Summary
Large language models exhibit a U-shaped attention pattern: they attend most strongly to information at the beginning and end of their context window, while information in the middle receives reduced attention. This “lost in the middle” effect causes relevant information to be missed even when present in context. Mitigation strategies include positioning critical content at extremes, using progressive disclosure to avoid middle-stuffing, chunking with summaries, and query-anchored context placement.
The Problem
You’ve carefully curated your context. The relevant code is included. The documentation is there. The examples are perfect. Yet the LLM ignores crucial information and generates incorrect output.
The culprit is often not what you included, but where you placed it.

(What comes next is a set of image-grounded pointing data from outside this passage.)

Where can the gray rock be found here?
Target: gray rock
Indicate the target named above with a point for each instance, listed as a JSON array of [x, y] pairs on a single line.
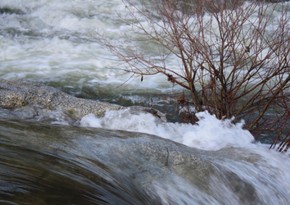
[[35, 101]]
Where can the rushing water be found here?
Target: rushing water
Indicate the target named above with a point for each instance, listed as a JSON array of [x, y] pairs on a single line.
[[54, 42]]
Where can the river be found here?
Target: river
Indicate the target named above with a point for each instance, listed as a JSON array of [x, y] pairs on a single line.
[[54, 42]]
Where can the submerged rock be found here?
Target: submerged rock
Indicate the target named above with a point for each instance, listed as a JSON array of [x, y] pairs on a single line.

The U-Shaped Attention Curve
Research from “Lost in the Middle: How Language Models Use Long Contexts” (Liu et al., 2023) documented a striking pattern:
“`
Attention Strength
^
| ████ ████
| ████ ████
| ████ ████
| ████ ▓▓▓▓ ▓▓▓▓████
| ████ ▓▓▓▓ ░░░░░░░░░ ▓▓▓▓████
| ████ ▓▓▓▓ ░░░░░░░░░ ▓▓▓▓████
+———————————–> Position
Start Middle End
████ = High attention (80-100%)
▓▓▓▓ = Medium attention (50-80%)
░░░░ = Low attention (20-50%)
“`
Key findings:
- Information at positions 1-10% and 90-100% is processed most accurately
- Information at positions 40-60% (middle) shows significant accuracy degradation
- Effect is more pronounced as context length increases
- Models trained on long contexts still exhibit the pattern
Real-World Impact
Scenario: 20K token context with relevant code in middle
“`
Context Structure:
├── System prompt (1K tokens) – Position: 0-5%
├── CLAUDE.md (2K tokens) – Position: 5-15%
├── Type definitions (3K tokens) – Position: 15-30%
├── Irrelevant utility files (5K tokens) – Position: 30-55%
├── THE RELEVANT CODE (2K tokens) – Position: 55-65% ← IN THE DANGER ZONE
├── More utilities (4K tokens) – Position: 65-85%
└── Test examples (3K tokens) – Position: 85-100%
Result: Model may miss the relevant code entirely!
“`
Symptoms of Lost-in-the-Middle
- Ignoring provided examples: You included exact patterns, but output doesn’t follow them
- Missing explicit constraints: Constraints were in context but violated
- Not using provided code: Relevant code included but model writes from scratch
- Selective blindness: Model acknowledges context exists but doesn’t use it
- Recency bias: Model heavily weights most recent context, ignores middle
Why This Happens
Attention Mechanism Limitations
Transformer attention has computational biases:
“`
Attention Score = softmax(Q × K^T / √d_k) × V
Where:
- Q (Query) = What we’re looking for
- K (Key) = What’s available in context
- V (Value) = The content itself
“`
Positional encodings create implicit biases:
- Beginning tokens: Strong signal from initial position embeddings
- End tokens: Strong signal from recency in autoregressive attention
- Middle tokens: Weaker relative position signals, competition from both ends
Long-Context Training Gaps
Even models trained on long contexts show the pattern because:
- Training data has important information distributed differently
- Attention patterns learned from typical document structures
- Most training documents front-load key information
- Autoregressive training creates recency effects
Mitigation Strategies
Strategy 1: Critical Content at Extremes
Place most important information at beginning and end:
“`typescript
interface ContextStructure {
beginning: string[]; // High attention zone (0-15%)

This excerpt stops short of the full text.